Bestands-Expertin Stuhlmacher lobte in der Diskussion den bis zur Landesgartenschau 2006 sanierten Lokschuppen, als ein Beispiel dafür, wie Altbauten mit zurückhaltenden Eingriffen einer neuen Nutzung zugeführt werden können. Van Bo Le-Mentzel fand dennoch Lücken im Konzept. Er hätte im offenen Dachraum Platz für Künstler schaffen wollen.

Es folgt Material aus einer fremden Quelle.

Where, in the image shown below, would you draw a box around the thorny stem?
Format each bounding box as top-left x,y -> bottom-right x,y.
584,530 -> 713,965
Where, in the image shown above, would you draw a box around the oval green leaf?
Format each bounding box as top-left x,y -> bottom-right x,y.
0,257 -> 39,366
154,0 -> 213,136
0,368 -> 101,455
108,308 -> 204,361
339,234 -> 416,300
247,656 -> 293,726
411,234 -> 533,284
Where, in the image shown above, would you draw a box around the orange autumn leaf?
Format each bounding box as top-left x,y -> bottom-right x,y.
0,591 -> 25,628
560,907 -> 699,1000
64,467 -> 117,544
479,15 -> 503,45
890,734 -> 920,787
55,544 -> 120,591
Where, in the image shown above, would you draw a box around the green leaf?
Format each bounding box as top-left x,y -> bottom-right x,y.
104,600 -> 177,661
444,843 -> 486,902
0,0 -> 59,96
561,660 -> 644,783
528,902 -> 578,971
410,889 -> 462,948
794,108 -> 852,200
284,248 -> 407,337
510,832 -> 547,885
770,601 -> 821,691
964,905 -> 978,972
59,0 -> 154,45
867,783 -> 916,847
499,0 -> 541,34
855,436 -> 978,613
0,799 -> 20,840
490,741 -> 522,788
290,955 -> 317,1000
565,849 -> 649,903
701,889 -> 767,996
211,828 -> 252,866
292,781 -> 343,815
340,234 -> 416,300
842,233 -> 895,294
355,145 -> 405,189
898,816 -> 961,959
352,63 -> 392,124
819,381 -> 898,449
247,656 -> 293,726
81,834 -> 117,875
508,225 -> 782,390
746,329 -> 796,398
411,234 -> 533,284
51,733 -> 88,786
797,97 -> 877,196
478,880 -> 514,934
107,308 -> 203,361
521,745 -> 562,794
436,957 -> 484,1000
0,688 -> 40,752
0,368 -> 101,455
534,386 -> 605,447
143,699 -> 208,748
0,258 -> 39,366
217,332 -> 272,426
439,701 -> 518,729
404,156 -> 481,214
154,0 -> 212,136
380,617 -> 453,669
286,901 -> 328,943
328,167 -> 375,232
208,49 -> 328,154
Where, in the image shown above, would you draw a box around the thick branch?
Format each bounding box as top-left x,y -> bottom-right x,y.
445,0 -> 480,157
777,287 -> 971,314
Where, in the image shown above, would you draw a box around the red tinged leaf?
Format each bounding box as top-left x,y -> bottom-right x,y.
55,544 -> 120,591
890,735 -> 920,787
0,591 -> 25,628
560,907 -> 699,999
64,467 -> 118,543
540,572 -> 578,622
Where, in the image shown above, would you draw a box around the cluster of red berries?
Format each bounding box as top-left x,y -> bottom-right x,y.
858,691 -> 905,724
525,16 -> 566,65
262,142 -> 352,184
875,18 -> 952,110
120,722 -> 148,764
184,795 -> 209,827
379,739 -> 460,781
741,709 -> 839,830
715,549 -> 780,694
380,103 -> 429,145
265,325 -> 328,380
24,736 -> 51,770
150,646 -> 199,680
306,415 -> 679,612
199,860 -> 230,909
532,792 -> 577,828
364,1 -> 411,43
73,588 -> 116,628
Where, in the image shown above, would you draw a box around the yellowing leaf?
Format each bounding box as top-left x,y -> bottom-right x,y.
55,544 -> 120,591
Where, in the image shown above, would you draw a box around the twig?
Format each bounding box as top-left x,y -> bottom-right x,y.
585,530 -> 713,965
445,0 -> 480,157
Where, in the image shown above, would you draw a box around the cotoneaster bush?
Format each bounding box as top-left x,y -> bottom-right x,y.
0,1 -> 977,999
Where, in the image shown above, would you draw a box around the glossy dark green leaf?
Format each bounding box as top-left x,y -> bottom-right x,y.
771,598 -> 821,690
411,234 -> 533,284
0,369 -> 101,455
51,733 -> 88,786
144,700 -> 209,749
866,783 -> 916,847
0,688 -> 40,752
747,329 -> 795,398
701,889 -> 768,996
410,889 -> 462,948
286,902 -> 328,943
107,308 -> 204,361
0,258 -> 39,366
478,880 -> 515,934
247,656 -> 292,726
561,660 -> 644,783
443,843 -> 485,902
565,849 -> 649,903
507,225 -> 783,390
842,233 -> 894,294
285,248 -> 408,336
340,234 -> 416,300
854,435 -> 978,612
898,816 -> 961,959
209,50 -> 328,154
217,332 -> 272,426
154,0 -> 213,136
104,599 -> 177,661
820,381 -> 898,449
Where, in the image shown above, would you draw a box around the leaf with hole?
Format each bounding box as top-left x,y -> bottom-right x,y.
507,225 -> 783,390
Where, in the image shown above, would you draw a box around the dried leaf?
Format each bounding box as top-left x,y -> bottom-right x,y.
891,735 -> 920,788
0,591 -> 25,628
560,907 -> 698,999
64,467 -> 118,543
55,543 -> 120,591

„Wir stehen vor großen Veränderungen“, stellte Weismann abschließend fest. Dies sei für Planerinnen und Planer aber eine Chance: „Wir müssen mehr an die Bedarfe der Menschen denken, weniger an technische Lösungen.“

Landrat Polta: „Einladung zum Umdenken“

Globale Krisen wirkten sich mittlerweile bis in die Haushalte der Menschen aus, sagte Landrat Peter Polta als Schirmherr der Veranstaltung. Das im Titel der Veranstaltung genannte „Weniger“ wollte Polta als „Einladung zum Umdenken“ verstanden wissen. Gefordert seien „mehr langfristige Strategien und mutige Lösungen“. Reduktion könne ein Fortschritt sein, Vorwärtsbewegung entstehe aber vor allem, „wenn man sie anpackt“.